I object to Garvin's attacks on the Settelmeyer family and Kelly Kite (the only commissioner on the board since 1996). These are honorable Valley residents who have contributed since 1991 to compile and document the master plan. The Settelmeyer project (on land owned by the family since 1880) had no master plan amendment. In fact, part of the approved agreement included bringing water and sewer from the 7-Eleven at the corner of Pinenut/Riverview Road and Highway 395.
That's a win for the county.
Some of the SGC comments have been to vilify the building industry for "not providing infrastructure." The facts are that each building permit requires the payment of $1,000 park tax, $1,600 school tax, and $500 road tax. This doesn't include the six acres of park land donated to Douglas County Parks & Recreation. valued at over $176,000. Nor does it include the $1.47 million builder's portion of Muller Parkway extension. It doesn't include the cost of water/sewer hook ups from $5,800 to $6,800 per home. The total for one project in county/city fees and requirements exceeds $3 million. This figure does not include the cost of underground, power, gas, storm sewers, roads, gutters, sidewalks, etc. required within the subdivision itself. To state that the builder/developer does not provide infrastructure is just plain wrong. It seems to me that the SGC does not care that their numbers don't match their words - they just want to throw out unsubstantiated comments hoping the populace will buy it.

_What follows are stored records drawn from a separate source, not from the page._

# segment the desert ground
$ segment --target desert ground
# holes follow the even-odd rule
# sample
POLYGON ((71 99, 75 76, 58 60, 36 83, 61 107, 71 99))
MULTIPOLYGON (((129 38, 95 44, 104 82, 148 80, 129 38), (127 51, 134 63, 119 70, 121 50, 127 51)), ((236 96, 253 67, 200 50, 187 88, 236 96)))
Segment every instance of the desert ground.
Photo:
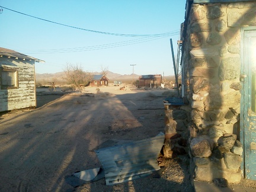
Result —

Not many voters have the time or interest to really investigate the comments. I have. I also object to the continued efforts of this group to polarize the populace. Very few are what could be considered long term residents. They moved here and don't want others to do the same.
With a national populace of over 300 million, we are looking at a situation where our children won't have homes here in the future - where the cost of those homes will be beyond the average consumer to purchase - and where the service industry employees will have to live outside the county. I have been to numerous commissioner meetings where projects with more condensed housing or the bypass road have been brought forward. The standard comments from near-by residents have been "not in my backyard." The SGC group gets up at every meeting to smear whatever project comes forward and to attack the integrity of the elected commissioners. I, for one, am very tired of all the negative attitude.
When are we as individuals going to realize that polarizing the community is not working. For this valley to be the place that we all wanted to move to, we must work together. To attack and vilify, yet not expound sound, legally defensible solutions doesn't work. For most of the SGC crowd, the very people they vilify provided the homes they live in.
n Linda K. Hilton is a resident of Topaz Ranch Estates.